The Rolling Stones praised Bob Dylan for his Nobel Prize win at the weekend.
The two artists headlined Desert Trip festival in California on Friday (14.10.16) and the 'Brown Sugar' group's singer Sir Mick Jagger took time out from their set to congratulate the 75-year-old songwriter - who had opened the night's bill - on being the first musician to be given the Novel Prize for Literature.
Mick said: "I want to thank Bob Dylan for an amazing set.
"We have never shared the stage with a Nobel Prize winner before.
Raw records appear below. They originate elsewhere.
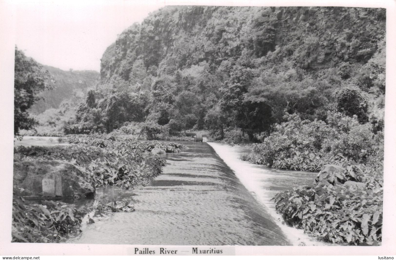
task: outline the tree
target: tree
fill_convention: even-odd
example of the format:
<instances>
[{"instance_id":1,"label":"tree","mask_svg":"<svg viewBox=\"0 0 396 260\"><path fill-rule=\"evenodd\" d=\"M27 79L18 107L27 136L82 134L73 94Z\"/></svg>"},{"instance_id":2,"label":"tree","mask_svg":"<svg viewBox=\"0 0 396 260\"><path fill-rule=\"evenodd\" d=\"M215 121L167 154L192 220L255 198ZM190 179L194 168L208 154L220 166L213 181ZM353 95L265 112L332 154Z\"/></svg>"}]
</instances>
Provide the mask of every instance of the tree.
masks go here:
<instances>
[{"instance_id":1,"label":"tree","mask_svg":"<svg viewBox=\"0 0 396 260\"><path fill-rule=\"evenodd\" d=\"M360 123L368 121L367 99L358 87L347 86L335 92L337 109L348 116L356 115Z\"/></svg>"},{"instance_id":2,"label":"tree","mask_svg":"<svg viewBox=\"0 0 396 260\"><path fill-rule=\"evenodd\" d=\"M14 77L14 135L21 129L32 129L37 123L27 112L36 101L42 99L38 94L50 89L53 80L48 70L31 58L25 56L15 46Z\"/></svg>"}]
</instances>

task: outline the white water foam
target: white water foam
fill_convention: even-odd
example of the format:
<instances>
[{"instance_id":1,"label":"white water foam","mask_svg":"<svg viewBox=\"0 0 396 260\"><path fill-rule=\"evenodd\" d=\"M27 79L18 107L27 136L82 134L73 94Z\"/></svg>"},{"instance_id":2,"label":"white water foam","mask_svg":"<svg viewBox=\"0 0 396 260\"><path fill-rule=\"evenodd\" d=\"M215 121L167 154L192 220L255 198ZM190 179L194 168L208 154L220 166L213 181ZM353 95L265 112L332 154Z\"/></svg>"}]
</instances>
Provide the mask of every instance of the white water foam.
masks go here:
<instances>
[{"instance_id":1,"label":"white water foam","mask_svg":"<svg viewBox=\"0 0 396 260\"><path fill-rule=\"evenodd\" d=\"M267 212L273 218L274 221L293 245L326 245L305 233L302 230L289 227L282 223L282 216L276 211L274 201L270 201L273 195L273 192L271 193L268 190L271 184L268 181L268 177L273 177L276 173L241 160L239 158L240 153L238 153L237 146L233 147L217 143L208 143L234 171L242 184L252 194L257 201L265 207Z\"/></svg>"}]
</instances>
Bob is like our own Walt Whitman."
Guitarist Keith Richards added: "I can't think of anybody that deserved it better."
It was announced last week the 'Blowin' in the Wind' hitmaker had won the Nobel Prize for Literature, having been chosen "for having created new poetic expressions within the great American song tradition", according to Sara Danius, permanent Secretary of the Nobel Foundation.
Dylan - who changed his real name from Robert Zimmerman to his stage name because he was inspired by Welsh poet Dylan Thomas - is also the first American to win the accolade since novelist Toni Morrison in 1993.
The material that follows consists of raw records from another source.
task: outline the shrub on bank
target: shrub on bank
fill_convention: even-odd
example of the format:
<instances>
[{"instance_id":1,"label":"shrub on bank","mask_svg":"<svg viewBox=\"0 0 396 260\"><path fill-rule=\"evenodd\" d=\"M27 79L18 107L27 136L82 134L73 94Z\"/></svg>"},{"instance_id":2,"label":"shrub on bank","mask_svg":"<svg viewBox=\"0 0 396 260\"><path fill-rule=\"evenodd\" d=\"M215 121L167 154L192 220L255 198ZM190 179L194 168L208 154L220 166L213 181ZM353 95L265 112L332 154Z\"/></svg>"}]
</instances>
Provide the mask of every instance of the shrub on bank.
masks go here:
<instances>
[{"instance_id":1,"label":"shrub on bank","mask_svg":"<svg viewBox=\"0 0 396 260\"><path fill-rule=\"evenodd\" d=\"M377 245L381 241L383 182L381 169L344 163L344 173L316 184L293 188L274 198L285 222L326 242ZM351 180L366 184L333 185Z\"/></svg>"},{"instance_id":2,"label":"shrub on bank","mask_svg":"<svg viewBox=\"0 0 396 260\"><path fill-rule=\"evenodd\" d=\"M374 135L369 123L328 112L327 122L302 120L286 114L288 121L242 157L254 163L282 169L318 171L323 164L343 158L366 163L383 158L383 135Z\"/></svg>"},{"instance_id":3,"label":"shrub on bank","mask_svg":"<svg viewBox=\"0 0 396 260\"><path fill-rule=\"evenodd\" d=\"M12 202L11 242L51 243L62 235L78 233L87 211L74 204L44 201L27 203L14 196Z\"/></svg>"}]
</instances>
Danius has described the folk rock legend as a master of reinvention and a worthy recipient among his Nobel Prize peers because like their work has, his songs will undoubtedly stand the test of time.
She said he is: "A great poet in the English speaking tradition. A great sampler ... and for 54 years he has been at it, reinventing himself. If you look far back, 5000 years, you discover Homer and Sappho. They wrote poetic texts which were meant to be performed, and it's the same way for Bob Dylan. We still read Homer and Sappho, and we enjoy it."